Stuff happens at home. Sometimes it feels like everything falls apart at the same time, usually when I can least afford to replace or repair them. As much as I hate debt, I know replacing an engine costs much more than a tune-up, and if I don’t repair the brakes I could hurt others, so borrowing money to maintain is wiser than standing firm on my vow to live debt-free. Investing in education and new tools might enable me to increase my income and ease the next disaster period. At home, I realize it is necessary to reconsider and update my vows as circumstances change. Leaving home with this one gets complicated since my principles tell me it is important to maintain necessities and to stay out of debt. However, when I look at what is in the best interest of everyone concerned and for the future, going into collective debt with the people outside my door makes sense.



At home, I feel the consequences of short cuts. The first time I bought cheap toilet paper, I realized I get what you pay for. The same is true outside the home. My government gets what it pays for.
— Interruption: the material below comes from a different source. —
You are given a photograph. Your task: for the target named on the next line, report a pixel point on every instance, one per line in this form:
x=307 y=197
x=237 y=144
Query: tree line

I’ve grown weary of people who talk about values but show little evidence they intend to do anything more than whip out the word or promise to pray for their god to deliver what they are too lazy to think about or do. I want my home filled with friends who appreciate intelligence and honesty, who care and share, and who are not afraid of words like liberal, social, intelligence, and taxes. I want friends who read, discuss, and care about things that matter and who would not criticize anyone for wanting facts or challenging lies, or for caring more about people than things. I want to know that the people I associate with live ethics and morals instead of preaching them. I want to be around people who know that everything in life involves politics and beliefs, so refusing to discuss these topics would only mean they don’t care about life. I want the same things in people I associate with and support outside my home.



I say it is time to stop wasting precious time and energy on the same circle-debate regardless of the issue. Until both sides bring the issues home, attach and own the principles involved, the discussion will go nowhere and will accomplish nothing. If I had my way, the Democratic Party would adopt Bring It On Home as their only campaign slogan. It already has a really cool song to go with it and it would clearly demonstrate the difference between honest progressives and your party of no.